“Il paradiso frantumato”
Antonio Castronuovo commenta Jules Renard
Cosa fa un vero scrittore quando non scrive? Semplice: cerca un modo per continuare a farlo, possibilmente senza fatica. Chi scrive sa bene che la pena è dover inventare, costruire, strutturare, e allora – per trovare quiete – la cosa migliore è tenere un diario, riposante sede di intuizioni e schegge del quotidiano; luogo in cui lo scrittore, nei propri scatti di umoralità, getta tutto quel che gli salta in mente.

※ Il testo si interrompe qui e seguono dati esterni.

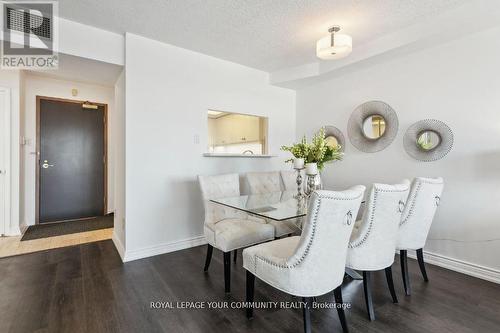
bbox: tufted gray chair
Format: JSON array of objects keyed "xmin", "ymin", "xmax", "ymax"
[
  {"xmin": 243, "ymin": 186, "xmax": 365, "ymax": 332},
  {"xmin": 198, "ymin": 174, "xmax": 274, "ymax": 293},
  {"xmin": 396, "ymin": 177, "xmax": 444, "ymax": 295},
  {"xmin": 347, "ymin": 180, "xmax": 410, "ymax": 320}
]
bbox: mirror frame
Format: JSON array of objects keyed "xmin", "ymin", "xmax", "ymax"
[
  {"xmin": 347, "ymin": 101, "xmax": 399, "ymax": 153},
  {"xmin": 403, "ymin": 119, "xmax": 454, "ymax": 162},
  {"xmin": 325, "ymin": 125, "xmax": 345, "ymax": 152},
  {"xmin": 415, "ymin": 129, "xmax": 443, "ymax": 152}
]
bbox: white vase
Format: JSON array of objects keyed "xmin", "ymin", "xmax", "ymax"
[
  {"xmin": 293, "ymin": 158, "xmax": 304, "ymax": 170},
  {"xmin": 306, "ymin": 163, "xmax": 318, "ymax": 175}
]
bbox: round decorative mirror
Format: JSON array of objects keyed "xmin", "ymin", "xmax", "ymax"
[
  {"xmin": 325, "ymin": 126, "xmax": 345, "ymax": 151},
  {"xmin": 417, "ymin": 130, "xmax": 441, "ymax": 151},
  {"xmin": 347, "ymin": 101, "xmax": 399, "ymax": 153},
  {"xmin": 403, "ymin": 119, "xmax": 453, "ymax": 162},
  {"xmin": 363, "ymin": 115, "xmax": 385, "ymax": 140}
]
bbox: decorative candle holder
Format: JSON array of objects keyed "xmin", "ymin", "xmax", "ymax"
[{"xmin": 293, "ymin": 168, "xmax": 304, "ymax": 200}]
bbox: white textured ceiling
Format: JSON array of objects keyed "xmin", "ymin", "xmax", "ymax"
[{"xmin": 59, "ymin": 0, "xmax": 465, "ymax": 72}]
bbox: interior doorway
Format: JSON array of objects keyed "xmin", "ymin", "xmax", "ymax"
[
  {"xmin": 36, "ymin": 96, "xmax": 107, "ymax": 224},
  {"xmin": 0, "ymin": 87, "xmax": 10, "ymax": 236}
]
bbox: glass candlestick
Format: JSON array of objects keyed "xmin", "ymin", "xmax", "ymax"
[{"xmin": 293, "ymin": 168, "xmax": 304, "ymax": 199}]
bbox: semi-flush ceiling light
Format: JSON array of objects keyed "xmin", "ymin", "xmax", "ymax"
[{"xmin": 316, "ymin": 25, "xmax": 352, "ymax": 60}]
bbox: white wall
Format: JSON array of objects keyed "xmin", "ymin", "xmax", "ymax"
[
  {"xmin": 113, "ymin": 71, "xmax": 126, "ymax": 259},
  {"xmin": 125, "ymin": 34, "xmax": 295, "ymax": 260},
  {"xmin": 21, "ymin": 75, "xmax": 115, "ymax": 225},
  {"xmin": 297, "ymin": 29, "xmax": 500, "ymax": 274},
  {"xmin": 0, "ymin": 70, "xmax": 22, "ymax": 235}
]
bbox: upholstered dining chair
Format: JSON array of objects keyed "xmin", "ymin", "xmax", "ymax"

In tal modo un diario sembra diventare una distesa incoerente di note, ma è poi la combinazione tra esistenza e scrittura a donare alle sue pagine un incanto intimo e malinconico. Ecco perché alcuni diari sono diventati esempi eccelsi di bellezza letteraria. E se in Italia lo scettro spetta allo ‘Zibaldone’ di Leopardi, nella cultura francese spicca il grande ‘Journal’ di Jules Renard (1864-1910), millecinquecento pagine di pura delizia.

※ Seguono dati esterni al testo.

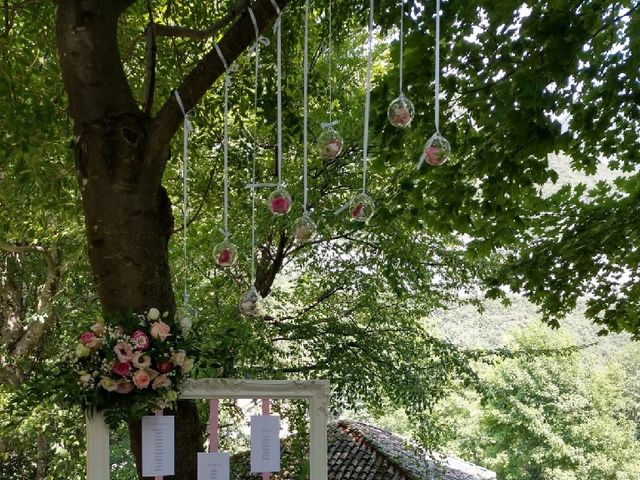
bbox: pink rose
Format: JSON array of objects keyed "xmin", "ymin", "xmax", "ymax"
[
  {"xmin": 271, "ymin": 196, "xmax": 291, "ymax": 213},
  {"xmin": 131, "ymin": 352, "xmax": 151, "ymax": 368},
  {"xmin": 80, "ymin": 332, "xmax": 95, "ymax": 345},
  {"xmin": 113, "ymin": 342, "xmax": 133, "ymax": 362},
  {"xmin": 424, "ymin": 146, "xmax": 442, "ymax": 165},
  {"xmin": 151, "ymin": 320, "xmax": 171, "ymax": 342},
  {"xmin": 133, "ymin": 370, "xmax": 151, "ymax": 388},
  {"xmin": 218, "ymin": 248, "xmax": 231, "ymax": 265},
  {"xmin": 87, "ymin": 337, "xmax": 103, "ymax": 350},
  {"xmin": 351, "ymin": 203, "xmax": 364, "ymax": 218},
  {"xmin": 91, "ymin": 322, "xmax": 104, "ymax": 335},
  {"xmin": 151, "ymin": 375, "xmax": 171, "ymax": 390},
  {"xmin": 393, "ymin": 107, "xmax": 411, "ymax": 127},
  {"xmin": 131, "ymin": 330, "xmax": 150, "ymax": 350},
  {"xmin": 157, "ymin": 360, "xmax": 171, "ymax": 373},
  {"xmin": 322, "ymin": 140, "xmax": 342, "ymax": 158},
  {"xmin": 111, "ymin": 362, "xmax": 131, "ymax": 377},
  {"xmin": 116, "ymin": 378, "xmax": 134, "ymax": 395}
]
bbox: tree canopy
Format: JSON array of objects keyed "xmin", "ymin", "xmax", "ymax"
[{"xmin": 0, "ymin": 0, "xmax": 640, "ymax": 478}]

Capolavoro d’introspezione e ironia, documento traboccante di aneddoti e caricature, opera dall’aroma gradevolmente aspro, il diario di Renard è dotato di un carattere che in prima battuta non salta all’occhio: alcuni dei pensieri che l’autore ha quotidianamente annotato assumono involontariamente la forma dell’aforisma, anche della massima salace. Non poteva essere che così in chi annotava: «C’è sulla terra un paradiso frantumato», esattamente quello dei frammenti letterari che assurgono a forme finite, piccole schegge di un paradiso disperso nella realtà.

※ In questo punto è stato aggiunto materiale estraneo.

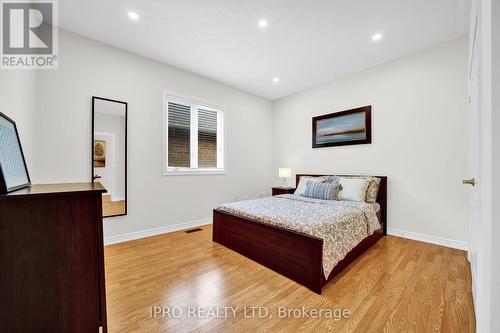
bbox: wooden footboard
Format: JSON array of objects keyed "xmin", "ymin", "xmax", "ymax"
[{"xmin": 213, "ymin": 209, "xmax": 324, "ymax": 294}]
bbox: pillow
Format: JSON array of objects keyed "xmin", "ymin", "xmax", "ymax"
[
  {"xmin": 303, "ymin": 181, "xmax": 339, "ymax": 200},
  {"xmin": 293, "ymin": 176, "xmax": 327, "ymax": 196},
  {"xmin": 337, "ymin": 177, "xmax": 370, "ymax": 202},
  {"xmin": 344, "ymin": 176, "xmax": 380, "ymax": 203}
]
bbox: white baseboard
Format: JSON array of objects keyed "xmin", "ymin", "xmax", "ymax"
[
  {"xmin": 104, "ymin": 217, "xmax": 212, "ymax": 245},
  {"xmin": 387, "ymin": 228, "xmax": 469, "ymax": 251}
]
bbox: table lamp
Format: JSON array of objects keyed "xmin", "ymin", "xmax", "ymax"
[{"xmin": 278, "ymin": 168, "xmax": 292, "ymax": 187}]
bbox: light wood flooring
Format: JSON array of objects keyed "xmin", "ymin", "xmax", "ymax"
[{"xmin": 105, "ymin": 226, "xmax": 475, "ymax": 333}]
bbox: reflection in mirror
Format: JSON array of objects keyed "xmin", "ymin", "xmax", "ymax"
[{"xmin": 92, "ymin": 97, "xmax": 127, "ymax": 217}]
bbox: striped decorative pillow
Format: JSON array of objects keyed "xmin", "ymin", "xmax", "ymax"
[{"xmin": 303, "ymin": 181, "xmax": 339, "ymax": 200}]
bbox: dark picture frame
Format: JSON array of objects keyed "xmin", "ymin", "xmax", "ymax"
[
  {"xmin": 312, "ymin": 105, "xmax": 372, "ymax": 148},
  {"xmin": 90, "ymin": 96, "xmax": 128, "ymax": 218},
  {"xmin": 0, "ymin": 112, "xmax": 31, "ymax": 194}
]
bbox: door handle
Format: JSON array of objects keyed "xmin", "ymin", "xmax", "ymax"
[{"xmin": 462, "ymin": 178, "xmax": 476, "ymax": 186}]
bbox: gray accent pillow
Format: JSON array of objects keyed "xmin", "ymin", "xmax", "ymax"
[{"xmin": 303, "ymin": 181, "xmax": 339, "ymax": 200}]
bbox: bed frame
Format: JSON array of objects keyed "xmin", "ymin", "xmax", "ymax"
[{"xmin": 212, "ymin": 174, "xmax": 387, "ymax": 294}]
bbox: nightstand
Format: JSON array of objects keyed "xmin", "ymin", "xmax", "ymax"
[{"xmin": 273, "ymin": 187, "xmax": 295, "ymax": 195}]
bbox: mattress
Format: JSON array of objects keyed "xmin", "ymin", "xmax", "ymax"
[{"xmin": 219, "ymin": 194, "xmax": 381, "ymax": 279}]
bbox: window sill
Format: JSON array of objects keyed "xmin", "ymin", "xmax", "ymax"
[{"xmin": 163, "ymin": 170, "xmax": 227, "ymax": 176}]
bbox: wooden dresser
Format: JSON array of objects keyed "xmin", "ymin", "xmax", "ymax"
[{"xmin": 0, "ymin": 183, "xmax": 107, "ymax": 333}]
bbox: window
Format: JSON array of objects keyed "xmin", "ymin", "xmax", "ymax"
[{"xmin": 163, "ymin": 93, "xmax": 224, "ymax": 175}]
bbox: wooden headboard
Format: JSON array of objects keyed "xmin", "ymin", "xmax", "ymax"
[{"xmin": 295, "ymin": 173, "xmax": 387, "ymax": 235}]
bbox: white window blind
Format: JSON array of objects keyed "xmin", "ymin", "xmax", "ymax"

Ora, la bellezza di un aforisma aumenta se alla sua radice agisce uno spirito pungente e malizioso. E in ciò la collezione di Renard ha le carte in regola: riesce a esprimere quella forma di mentalità anarchica e introversa che suona come un ironico atto di accusa verso l’insulsaggine della modernità. Non a caso, nella Francia degli intellettuali “impegnati”, la caustica schiettezza di Renard fu snobbata.
Ma il tipo dello scrittore engagé manifestava un’intelligenza un po’ boriosa, non avrebbe mai capito che Renard parlava di lui quando nel ‘Journal’ annotava: «Cercate il ridicolo in ogni cosa: lo troverete».